Vielleicht hatte Christian einen schlechten Tag oder so, aber als er endlich ankam, überreichte er uns einen Stapel der kleinsten Papiertüten, die man je gesehen hatte. Ernsthaft, wir konnten kaum einen einzigen Pilz in die Tüte stecken. Also tauschten wir die Aufgaben: Christian beendete die Ernte und ich machte mich auf die Suche nach etwas Geeigneterem. Es wird dich vielleicht überraschen, aber Papiertüten zu finden, war nicht so einfach, wie es klingt. Ich muss fünf oder sechs Läden besucht haben, bevor ich endlich, als die Zeit knapp wurde, etwas Passendes fand.

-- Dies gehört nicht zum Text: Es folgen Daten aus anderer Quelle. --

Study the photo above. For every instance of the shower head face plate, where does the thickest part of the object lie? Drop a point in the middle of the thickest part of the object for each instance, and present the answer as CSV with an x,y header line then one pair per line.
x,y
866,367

Wie auch immer, in diesem Fall hatten wir Glück. Wir haben alles eingepackt und nach einigen hektischen Fahrten (dieses Mal haben wir wenigstens alles festgeschnallt) haben wir es zu unserem Lieferziel geschafft. Aber wir haben gelernt, dass es so ist, wenn man anfängt – es sind immer die kleinen Dinge, und egal, wie gut wir planen und Aufgaben verteilen, es gibt immer wieder eine neue Herausforderung gleich um die Ecke! 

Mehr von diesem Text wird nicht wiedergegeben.